The Problem With Teen Marketing
By Al Berrios (contact Al Berrios)
I'm sure you've heard that you've got to get them virally. That you've got to develop them into brand advocates. That their excitement and spending power are key to growth. Their tastes influence everything. That they're not as skeptical as their parents, and like ads. Teens are analyzed until there's nothing left to analyze, but every time, the most obvious things get overlooked. If you have a teen at home, you probably still don't notice his/her habits. I've had over 50 pass through my offices, and believe me, no research could possibly understand them. But I can tell you these facts:
TEEN FACT #1: teens may lead the world in emailing, but they will only email probably once every 2 to 3 days, and only when it's not a responsibility. To them, email is as whimsical as talking on the phone.
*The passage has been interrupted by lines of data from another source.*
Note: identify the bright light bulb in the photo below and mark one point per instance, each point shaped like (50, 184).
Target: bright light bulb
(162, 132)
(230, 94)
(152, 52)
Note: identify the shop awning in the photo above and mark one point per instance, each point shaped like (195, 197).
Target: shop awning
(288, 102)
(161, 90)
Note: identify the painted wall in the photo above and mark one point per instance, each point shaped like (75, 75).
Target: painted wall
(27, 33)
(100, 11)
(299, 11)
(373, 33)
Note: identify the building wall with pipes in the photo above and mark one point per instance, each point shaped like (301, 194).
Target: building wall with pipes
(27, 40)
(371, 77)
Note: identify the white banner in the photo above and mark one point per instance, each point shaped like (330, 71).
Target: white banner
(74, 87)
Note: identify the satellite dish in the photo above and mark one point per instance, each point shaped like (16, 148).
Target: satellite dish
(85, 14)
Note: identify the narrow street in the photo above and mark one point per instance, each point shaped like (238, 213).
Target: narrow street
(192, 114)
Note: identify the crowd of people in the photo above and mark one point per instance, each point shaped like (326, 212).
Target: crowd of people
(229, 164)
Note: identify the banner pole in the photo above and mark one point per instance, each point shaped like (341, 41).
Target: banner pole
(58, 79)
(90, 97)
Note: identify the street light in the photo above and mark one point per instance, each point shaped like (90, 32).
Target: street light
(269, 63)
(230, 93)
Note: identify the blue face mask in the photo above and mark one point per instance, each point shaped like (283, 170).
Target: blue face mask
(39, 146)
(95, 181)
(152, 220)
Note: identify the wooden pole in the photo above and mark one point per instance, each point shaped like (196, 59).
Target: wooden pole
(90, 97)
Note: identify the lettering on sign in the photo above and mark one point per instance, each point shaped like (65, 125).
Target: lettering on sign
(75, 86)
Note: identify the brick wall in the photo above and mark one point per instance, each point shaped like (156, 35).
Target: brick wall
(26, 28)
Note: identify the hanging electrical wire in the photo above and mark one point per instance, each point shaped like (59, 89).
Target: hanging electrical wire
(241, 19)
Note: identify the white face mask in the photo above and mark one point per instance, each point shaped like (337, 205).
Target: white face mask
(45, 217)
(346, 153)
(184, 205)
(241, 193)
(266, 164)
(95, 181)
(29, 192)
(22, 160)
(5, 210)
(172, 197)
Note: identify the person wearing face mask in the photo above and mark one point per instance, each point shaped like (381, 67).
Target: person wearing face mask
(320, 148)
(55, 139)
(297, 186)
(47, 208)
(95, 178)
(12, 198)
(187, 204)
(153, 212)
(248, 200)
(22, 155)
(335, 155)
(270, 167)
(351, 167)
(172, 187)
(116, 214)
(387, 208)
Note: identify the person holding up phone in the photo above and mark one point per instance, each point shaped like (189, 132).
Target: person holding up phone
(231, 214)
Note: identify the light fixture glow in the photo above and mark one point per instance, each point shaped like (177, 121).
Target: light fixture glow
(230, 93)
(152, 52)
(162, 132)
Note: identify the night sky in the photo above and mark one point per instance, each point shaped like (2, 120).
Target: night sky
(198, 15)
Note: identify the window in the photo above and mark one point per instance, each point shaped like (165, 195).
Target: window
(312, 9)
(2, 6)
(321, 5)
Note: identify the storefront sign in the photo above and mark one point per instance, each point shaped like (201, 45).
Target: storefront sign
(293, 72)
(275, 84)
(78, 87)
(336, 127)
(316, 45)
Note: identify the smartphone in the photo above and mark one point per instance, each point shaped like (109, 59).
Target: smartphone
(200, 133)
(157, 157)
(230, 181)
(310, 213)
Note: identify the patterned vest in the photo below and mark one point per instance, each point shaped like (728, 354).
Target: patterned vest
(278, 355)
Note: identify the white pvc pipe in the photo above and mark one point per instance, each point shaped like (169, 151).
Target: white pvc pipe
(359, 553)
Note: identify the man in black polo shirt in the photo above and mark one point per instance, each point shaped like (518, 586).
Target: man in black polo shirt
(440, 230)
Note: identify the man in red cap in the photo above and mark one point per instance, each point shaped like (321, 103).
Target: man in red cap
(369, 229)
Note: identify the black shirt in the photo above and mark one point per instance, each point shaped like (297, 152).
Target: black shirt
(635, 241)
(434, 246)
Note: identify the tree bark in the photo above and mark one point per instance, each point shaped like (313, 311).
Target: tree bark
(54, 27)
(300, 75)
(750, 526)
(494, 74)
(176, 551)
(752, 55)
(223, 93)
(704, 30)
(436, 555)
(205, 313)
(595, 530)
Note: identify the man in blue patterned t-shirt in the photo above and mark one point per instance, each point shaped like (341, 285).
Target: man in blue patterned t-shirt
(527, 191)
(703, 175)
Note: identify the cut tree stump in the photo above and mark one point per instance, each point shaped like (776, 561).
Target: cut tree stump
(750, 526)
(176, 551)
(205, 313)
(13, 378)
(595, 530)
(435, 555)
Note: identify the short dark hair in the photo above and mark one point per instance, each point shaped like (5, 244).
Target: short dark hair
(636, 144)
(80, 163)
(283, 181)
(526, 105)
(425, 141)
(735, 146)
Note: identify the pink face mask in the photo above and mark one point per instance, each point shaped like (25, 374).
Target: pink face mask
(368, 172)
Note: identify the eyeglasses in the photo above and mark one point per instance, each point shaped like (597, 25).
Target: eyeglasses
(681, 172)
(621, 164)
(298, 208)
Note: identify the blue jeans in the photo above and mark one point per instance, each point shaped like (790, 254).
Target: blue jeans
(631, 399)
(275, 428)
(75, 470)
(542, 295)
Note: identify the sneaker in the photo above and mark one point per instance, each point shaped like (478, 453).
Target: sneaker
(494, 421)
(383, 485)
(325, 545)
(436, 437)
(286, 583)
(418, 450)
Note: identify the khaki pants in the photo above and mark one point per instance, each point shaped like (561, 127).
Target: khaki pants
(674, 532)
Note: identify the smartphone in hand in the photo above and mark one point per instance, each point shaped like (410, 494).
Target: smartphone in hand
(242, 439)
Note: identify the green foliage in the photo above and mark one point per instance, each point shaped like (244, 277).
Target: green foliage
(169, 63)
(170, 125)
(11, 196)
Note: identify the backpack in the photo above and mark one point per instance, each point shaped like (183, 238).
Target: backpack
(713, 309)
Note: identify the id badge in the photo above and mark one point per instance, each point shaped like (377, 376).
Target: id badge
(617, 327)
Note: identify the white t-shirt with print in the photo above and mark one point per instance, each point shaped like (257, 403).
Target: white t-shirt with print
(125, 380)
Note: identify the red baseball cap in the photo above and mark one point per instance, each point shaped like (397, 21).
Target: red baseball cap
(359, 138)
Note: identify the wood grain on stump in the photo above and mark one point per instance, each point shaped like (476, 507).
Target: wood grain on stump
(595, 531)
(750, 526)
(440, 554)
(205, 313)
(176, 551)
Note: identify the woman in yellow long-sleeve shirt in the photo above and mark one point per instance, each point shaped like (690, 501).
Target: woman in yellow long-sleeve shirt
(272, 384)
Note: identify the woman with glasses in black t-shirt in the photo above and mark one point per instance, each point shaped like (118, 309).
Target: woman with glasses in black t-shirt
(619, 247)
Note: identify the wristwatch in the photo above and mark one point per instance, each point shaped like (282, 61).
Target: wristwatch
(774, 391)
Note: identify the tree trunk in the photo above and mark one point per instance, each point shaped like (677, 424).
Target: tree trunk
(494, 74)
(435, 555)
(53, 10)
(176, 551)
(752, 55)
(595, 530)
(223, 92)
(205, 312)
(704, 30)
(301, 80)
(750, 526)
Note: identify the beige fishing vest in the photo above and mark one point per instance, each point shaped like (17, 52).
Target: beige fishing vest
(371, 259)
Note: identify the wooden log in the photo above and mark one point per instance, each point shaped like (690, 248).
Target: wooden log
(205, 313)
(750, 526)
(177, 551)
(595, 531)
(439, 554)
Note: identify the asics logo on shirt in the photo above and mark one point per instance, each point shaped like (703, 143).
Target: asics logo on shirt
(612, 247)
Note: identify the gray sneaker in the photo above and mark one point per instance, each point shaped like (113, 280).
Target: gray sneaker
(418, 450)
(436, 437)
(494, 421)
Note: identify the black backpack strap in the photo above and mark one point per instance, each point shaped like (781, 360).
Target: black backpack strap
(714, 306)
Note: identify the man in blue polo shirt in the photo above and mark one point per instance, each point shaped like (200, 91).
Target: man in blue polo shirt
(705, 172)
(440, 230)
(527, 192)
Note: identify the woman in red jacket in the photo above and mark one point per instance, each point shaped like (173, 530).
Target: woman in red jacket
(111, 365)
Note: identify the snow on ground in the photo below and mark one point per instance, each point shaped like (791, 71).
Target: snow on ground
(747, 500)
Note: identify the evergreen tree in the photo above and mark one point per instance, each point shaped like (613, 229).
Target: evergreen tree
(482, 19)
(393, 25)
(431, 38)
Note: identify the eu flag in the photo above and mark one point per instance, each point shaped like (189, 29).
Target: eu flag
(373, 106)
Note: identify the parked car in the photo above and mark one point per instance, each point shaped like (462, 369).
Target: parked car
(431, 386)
TEEN FACT #2: teens have an inherent need to use instant messaging. It's the first and last thing they do upon sitting in front of a computer, whether it's theirs or not. They will even download the technology if they realize a computer doesn't have it.
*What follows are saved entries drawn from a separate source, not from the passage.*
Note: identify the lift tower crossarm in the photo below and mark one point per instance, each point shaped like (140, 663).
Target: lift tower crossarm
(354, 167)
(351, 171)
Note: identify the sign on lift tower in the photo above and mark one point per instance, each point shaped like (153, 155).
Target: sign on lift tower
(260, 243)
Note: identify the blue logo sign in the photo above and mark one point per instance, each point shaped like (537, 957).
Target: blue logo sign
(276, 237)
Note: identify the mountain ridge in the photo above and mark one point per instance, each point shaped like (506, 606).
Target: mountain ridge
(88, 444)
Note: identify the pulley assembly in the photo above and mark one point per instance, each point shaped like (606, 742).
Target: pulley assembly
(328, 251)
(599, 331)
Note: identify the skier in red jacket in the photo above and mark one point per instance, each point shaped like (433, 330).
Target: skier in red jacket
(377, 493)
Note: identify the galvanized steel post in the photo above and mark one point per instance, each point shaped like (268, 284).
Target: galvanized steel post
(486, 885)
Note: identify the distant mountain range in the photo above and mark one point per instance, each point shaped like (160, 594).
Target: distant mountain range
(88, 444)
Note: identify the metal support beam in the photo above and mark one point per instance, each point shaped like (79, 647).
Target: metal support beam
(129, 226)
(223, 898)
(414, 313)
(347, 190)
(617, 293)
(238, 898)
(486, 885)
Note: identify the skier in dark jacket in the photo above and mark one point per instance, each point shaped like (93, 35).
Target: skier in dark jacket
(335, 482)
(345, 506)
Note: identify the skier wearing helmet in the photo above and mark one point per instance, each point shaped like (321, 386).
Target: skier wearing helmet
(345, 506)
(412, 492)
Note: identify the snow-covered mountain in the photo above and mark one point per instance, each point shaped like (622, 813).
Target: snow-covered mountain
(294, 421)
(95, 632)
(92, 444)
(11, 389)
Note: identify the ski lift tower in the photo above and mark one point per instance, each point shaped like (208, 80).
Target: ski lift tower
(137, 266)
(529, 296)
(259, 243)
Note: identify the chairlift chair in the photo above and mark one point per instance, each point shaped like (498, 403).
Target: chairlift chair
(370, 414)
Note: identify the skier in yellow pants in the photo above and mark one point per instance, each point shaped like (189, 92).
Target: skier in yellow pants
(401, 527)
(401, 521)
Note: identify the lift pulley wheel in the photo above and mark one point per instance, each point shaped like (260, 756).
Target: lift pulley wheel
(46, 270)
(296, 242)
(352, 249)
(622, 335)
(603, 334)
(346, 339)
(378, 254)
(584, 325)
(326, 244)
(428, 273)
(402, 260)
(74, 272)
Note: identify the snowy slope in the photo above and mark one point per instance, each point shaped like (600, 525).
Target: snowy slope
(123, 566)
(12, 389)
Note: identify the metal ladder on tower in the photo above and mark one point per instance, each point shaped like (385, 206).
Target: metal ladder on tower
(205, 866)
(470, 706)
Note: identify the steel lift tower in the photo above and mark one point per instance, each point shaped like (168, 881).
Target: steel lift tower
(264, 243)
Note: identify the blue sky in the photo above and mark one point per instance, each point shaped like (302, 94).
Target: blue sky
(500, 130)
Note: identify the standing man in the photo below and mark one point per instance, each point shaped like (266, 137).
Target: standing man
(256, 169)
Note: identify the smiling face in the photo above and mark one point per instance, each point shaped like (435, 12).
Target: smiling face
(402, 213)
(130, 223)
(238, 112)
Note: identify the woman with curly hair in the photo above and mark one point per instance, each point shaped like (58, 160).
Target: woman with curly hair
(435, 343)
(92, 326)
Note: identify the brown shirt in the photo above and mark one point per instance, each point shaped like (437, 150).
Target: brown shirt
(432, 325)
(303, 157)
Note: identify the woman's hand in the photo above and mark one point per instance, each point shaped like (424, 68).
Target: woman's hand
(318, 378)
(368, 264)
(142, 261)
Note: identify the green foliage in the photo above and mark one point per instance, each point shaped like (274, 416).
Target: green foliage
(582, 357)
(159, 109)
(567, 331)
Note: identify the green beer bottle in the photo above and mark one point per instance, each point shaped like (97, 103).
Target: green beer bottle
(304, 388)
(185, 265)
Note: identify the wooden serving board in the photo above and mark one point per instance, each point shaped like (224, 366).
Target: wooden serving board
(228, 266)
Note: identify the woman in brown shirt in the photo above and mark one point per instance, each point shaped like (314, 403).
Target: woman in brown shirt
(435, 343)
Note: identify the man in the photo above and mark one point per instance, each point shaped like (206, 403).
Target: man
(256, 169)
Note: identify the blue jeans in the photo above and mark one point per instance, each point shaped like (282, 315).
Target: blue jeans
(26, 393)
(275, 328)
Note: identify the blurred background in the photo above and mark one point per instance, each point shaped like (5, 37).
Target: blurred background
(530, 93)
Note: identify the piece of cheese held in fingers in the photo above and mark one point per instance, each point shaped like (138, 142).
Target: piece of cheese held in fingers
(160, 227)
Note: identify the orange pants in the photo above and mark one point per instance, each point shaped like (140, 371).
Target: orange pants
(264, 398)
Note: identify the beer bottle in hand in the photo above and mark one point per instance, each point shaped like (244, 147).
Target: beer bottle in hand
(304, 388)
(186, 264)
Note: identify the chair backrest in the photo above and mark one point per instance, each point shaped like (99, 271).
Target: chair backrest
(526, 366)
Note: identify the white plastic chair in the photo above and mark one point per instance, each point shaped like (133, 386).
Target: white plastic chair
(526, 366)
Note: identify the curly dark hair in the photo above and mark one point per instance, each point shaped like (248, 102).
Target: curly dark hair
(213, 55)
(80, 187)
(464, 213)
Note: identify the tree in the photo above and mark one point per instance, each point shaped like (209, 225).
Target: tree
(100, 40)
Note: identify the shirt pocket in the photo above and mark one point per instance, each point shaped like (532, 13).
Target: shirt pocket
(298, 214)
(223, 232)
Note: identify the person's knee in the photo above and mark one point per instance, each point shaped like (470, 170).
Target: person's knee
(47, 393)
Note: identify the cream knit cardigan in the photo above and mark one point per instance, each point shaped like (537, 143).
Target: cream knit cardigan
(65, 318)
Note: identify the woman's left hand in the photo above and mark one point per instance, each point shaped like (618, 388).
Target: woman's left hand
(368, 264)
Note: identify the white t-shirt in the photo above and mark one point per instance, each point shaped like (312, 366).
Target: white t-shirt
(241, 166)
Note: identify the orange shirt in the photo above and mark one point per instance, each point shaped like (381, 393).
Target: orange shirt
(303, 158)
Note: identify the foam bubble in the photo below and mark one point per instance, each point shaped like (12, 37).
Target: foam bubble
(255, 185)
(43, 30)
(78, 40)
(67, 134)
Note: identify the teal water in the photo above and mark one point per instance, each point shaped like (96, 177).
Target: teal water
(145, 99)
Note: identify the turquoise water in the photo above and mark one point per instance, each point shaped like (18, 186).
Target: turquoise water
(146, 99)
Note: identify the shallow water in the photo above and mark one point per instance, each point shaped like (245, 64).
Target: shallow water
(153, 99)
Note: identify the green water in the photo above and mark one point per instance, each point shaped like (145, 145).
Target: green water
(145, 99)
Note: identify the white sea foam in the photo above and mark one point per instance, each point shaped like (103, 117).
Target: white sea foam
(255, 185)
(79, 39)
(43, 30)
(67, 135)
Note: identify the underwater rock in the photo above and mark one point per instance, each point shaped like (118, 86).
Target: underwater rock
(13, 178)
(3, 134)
TEEN FACT #3: you have your techie teens that know a computer and software inside out. And you have your non-techie teens that will run a computer until it just doesn't turn on anymore, and then it's the computer's fault, not theirs. To watch a teen use a computer is enough to make you mentally exhausted just watching. Speed demon multi-taskers
TEEN FACT #4: teens are generally broke. To them, $10 is a lot. However, since they don't have a strong sense of budgeting, (typically buying things with/for friends, which again, is a limited number of things that all friends can use), their expenditures only seem as though they have sound spending logic. Don't kid yourself.
TEEN FACT #5: Teens are clique-y. But when they're forced to work together, without cliques, what they can accomplish as teams is mind-boggling.
BOTTOM LINE: There you have it, Al's guide to understanding teens. P&G actually believes that they can get "taste-maker" teens that influence larger groups of peers to join some marketing thing and promote their products via emailing each other Get real, P&G! Any teen knows that the only effective way to get teens talking about stuff is instant messenger. It's real time, or you'll never hear from them again.